Use Spark ML - BigDL Project

Overview

BigDL provides DLClassifier for users with Apache Spark MLlib experience, which provides high level API for training a BigDL Model with the Apache Spark Transfomer pattern, thus users can conveniently fit BigDL into a ML pipeline and do prediction.

Currently only scala interface are implemented for DLClassifier.

DLClassifier

DLClassifier extends org.apache.spark.ml.Transformer and supports model prediction from Apache Spark DataFrame/Dataset.

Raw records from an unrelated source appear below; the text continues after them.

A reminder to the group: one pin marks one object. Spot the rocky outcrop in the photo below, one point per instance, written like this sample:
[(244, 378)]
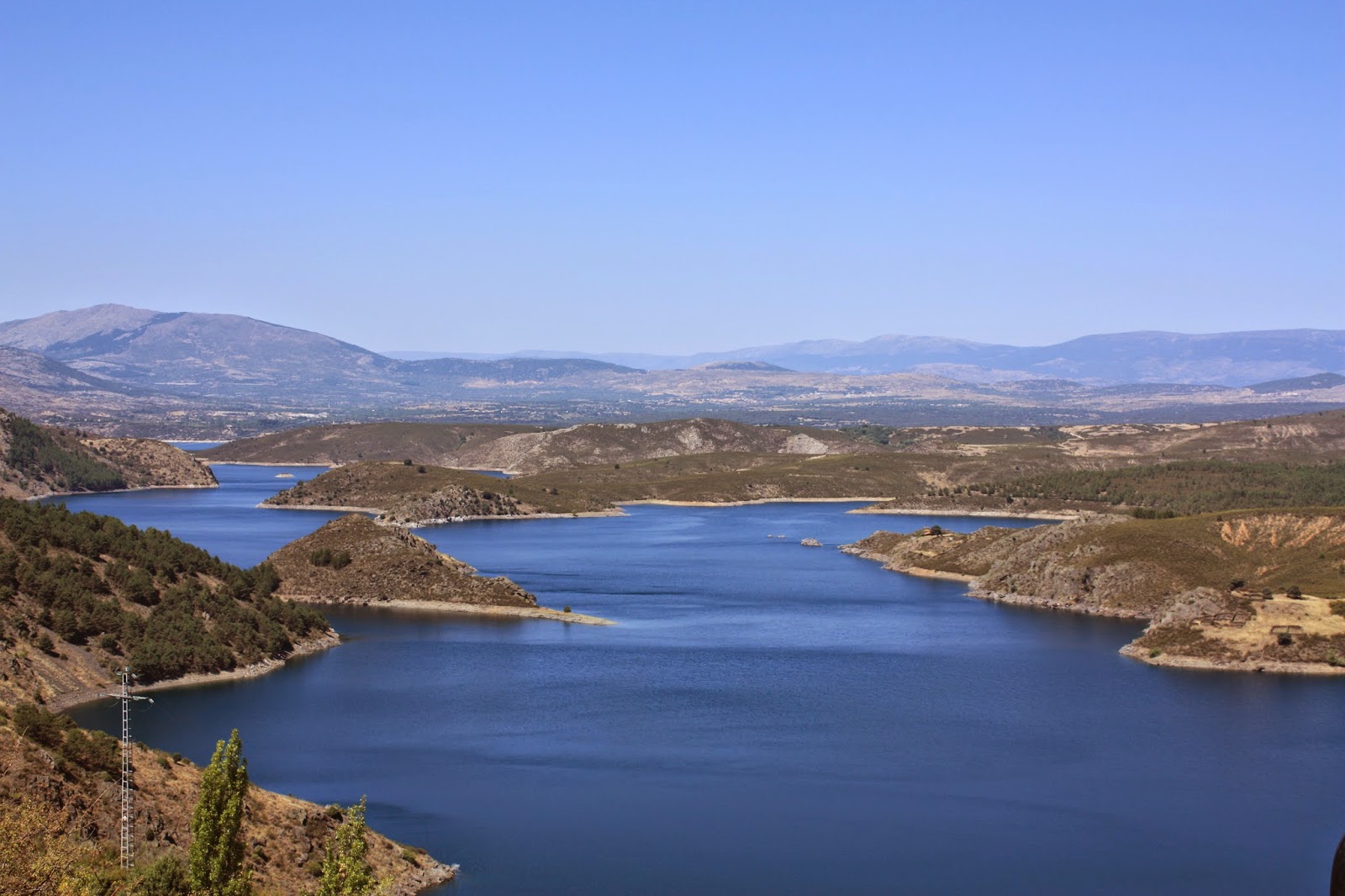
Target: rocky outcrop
[(148, 463), (354, 560)]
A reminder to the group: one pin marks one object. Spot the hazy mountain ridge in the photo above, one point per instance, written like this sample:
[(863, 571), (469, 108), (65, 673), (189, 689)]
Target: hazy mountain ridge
[(127, 370), (1149, 356)]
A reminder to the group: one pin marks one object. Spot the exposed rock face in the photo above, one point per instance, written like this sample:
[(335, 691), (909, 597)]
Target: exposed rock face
[(627, 443), (286, 835), (1199, 582), (354, 560)]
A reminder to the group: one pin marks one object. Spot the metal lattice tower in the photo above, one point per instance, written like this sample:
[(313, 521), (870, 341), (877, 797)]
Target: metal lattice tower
[(128, 793)]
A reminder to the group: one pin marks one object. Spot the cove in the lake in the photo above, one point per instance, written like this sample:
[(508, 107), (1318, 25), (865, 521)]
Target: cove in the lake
[(766, 719)]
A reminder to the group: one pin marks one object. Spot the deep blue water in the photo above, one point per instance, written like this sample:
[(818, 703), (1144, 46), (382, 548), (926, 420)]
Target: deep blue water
[(766, 719)]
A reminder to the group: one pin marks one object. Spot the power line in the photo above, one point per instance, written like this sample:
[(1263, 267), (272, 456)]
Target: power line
[(128, 798)]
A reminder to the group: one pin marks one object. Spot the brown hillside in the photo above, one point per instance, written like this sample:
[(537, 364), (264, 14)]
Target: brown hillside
[(439, 444), (284, 837), (358, 561), (1199, 580)]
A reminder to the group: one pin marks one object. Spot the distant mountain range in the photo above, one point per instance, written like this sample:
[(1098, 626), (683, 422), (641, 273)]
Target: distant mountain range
[(1221, 360), (120, 369)]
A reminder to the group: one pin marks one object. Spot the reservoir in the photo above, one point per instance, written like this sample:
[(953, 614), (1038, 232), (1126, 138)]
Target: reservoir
[(764, 719)]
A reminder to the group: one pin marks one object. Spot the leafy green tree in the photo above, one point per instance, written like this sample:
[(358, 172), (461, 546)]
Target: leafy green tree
[(215, 860), (346, 872), (167, 876)]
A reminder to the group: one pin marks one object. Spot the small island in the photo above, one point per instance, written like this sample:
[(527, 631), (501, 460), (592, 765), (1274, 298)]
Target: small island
[(356, 560)]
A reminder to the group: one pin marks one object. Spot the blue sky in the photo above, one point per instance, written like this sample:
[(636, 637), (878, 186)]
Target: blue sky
[(678, 177)]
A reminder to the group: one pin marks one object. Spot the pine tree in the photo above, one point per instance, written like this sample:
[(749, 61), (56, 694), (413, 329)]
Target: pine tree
[(215, 858), (346, 872)]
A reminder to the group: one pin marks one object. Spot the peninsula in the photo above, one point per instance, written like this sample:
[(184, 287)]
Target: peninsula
[(1254, 589), (82, 596), (1037, 472), (356, 560)]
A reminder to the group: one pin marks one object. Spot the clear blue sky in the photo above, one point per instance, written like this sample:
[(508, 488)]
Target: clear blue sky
[(677, 177)]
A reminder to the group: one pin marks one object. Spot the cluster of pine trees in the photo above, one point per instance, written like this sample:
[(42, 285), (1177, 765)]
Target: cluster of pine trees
[(38, 454), (40, 855), (205, 615)]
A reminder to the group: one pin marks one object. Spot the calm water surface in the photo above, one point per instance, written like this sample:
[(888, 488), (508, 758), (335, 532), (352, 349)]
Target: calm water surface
[(766, 719)]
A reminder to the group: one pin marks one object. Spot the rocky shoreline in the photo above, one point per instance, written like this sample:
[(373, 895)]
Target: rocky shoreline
[(304, 647), (1140, 572)]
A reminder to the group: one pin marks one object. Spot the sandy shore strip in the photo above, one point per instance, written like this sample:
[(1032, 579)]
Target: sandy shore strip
[(1279, 667), (304, 647), (327, 508), (111, 492), (261, 463), (1019, 514), (582, 514), (615, 512), (457, 609), (744, 503)]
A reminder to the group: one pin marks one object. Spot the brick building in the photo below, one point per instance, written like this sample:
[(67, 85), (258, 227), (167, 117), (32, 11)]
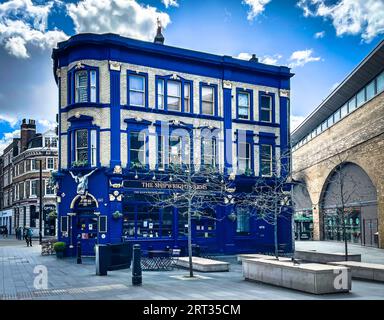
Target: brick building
[(338, 158), (20, 176)]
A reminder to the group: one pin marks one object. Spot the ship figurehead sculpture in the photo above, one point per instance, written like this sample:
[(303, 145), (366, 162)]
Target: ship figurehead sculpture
[(82, 182)]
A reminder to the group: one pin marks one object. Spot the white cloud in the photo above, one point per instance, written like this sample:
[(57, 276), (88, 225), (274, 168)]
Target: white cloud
[(274, 59), (302, 57), (365, 17), (319, 35), (256, 7), (335, 85), (296, 121), (7, 139), (23, 24), (127, 18), (47, 124), (16, 46), (7, 118), (170, 3)]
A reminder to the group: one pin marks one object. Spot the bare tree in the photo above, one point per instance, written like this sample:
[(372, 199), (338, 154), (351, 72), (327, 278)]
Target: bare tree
[(193, 191), (345, 190)]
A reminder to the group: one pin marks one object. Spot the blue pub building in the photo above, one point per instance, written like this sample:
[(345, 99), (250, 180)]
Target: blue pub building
[(115, 95)]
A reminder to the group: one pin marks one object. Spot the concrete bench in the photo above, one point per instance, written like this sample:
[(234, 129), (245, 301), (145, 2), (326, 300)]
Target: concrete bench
[(240, 257), (203, 264), (324, 257), (363, 270), (309, 277)]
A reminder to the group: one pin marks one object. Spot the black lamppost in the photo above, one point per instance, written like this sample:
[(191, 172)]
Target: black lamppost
[(41, 200)]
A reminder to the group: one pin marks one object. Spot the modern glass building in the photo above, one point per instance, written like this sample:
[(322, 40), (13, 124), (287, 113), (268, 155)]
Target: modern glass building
[(338, 158), (116, 97)]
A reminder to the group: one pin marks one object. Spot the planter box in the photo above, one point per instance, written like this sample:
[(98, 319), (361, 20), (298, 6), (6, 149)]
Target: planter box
[(203, 265), (324, 257), (363, 270), (309, 277)]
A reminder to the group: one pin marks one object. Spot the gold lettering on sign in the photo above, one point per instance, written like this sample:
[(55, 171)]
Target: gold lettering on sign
[(171, 185)]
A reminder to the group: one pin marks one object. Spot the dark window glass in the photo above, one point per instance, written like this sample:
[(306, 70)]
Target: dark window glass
[(129, 221), (380, 82), (243, 222), (137, 91), (266, 160), (243, 105), (207, 100), (137, 148), (81, 91), (182, 223), (187, 97), (103, 223), (167, 223), (82, 145), (360, 97), (266, 108), (370, 90)]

To use DLClassifier for prediction, user should specify

the model structure constructed from BigDL layers. You can also use some predefined model like LetNet or ResNet.
batch shape, defined as Array(batchsize, featuresize). Internally the feature data are converted to BigDL tensors, to predict more efficiently.

Scala example:

package com.intel.analytics.bigdl.example.imageclassification

import java.nio.file.Paths
import com.intel.analytics.bigdl.dataset.image._
import com.intel.analytics.bigdl.example.imageclassification.MlUtils._
import com.intel.analytics.bigdl.numeric.NumericFloat
import com.intel.analytics.bigdl.utils.{Engine, LoggerFilter}
import org.apache.log4j.{Level, Logger}
import org.apache.spark.SparkContext
import org.apache.spark.ml.param.ParamMap
import org.apache.spark.ml.DLClassifier
import org.apache.spark.sql.SQLContext

/**
 * An example to show how to use DLClassifier Transform
 */
object ImagePredictor {
  def main(args: Array[String]): Unit = {
    predictParser.parse(args, new PredictParams()).map(param => {
      val conf = Engine.createSparkConf()
      conf.setAppName("Predict with trained model")
      val sc = new SparkContext(conf)
      Engine.init
      val sqlContext = new SQLContext(sc)

      val partitionNum = Engine.nodeNumber() * Engine.coreNumber()
      val model = loadModel(param)
      val valTrans = new DLClassifier().setInputCol("features").setOutputCol("predict")

      val paramsTrans = ParamMap(
        valTrans.modelTrain -> model,
        valTrans.batchShape ->
        Array(param.batchSize, 3, imageSize, imageSize))

      // load image set from local
      val paths = LocalImageFiles.readPaths(Paths.get(param.folder), hasLabel = false)
      val valRDD = sc.parallelize(imagesLoad(paths, 256), partitionNum)

      val transf = RowToByteRecords() ->
          BytesToBGRImg() ->
          BGRImgCropper(imageSize, imageSize) ->
          BGRImgNormalizer(testMean, testStd) ->
          BGRImgToImageVector()

      val valDF = transformDF(sqlContext.createDataFrame(valRDD), transf)

      valTrans.transform(valDF, paramsTrans)
      sc.stop()
    })
  }
}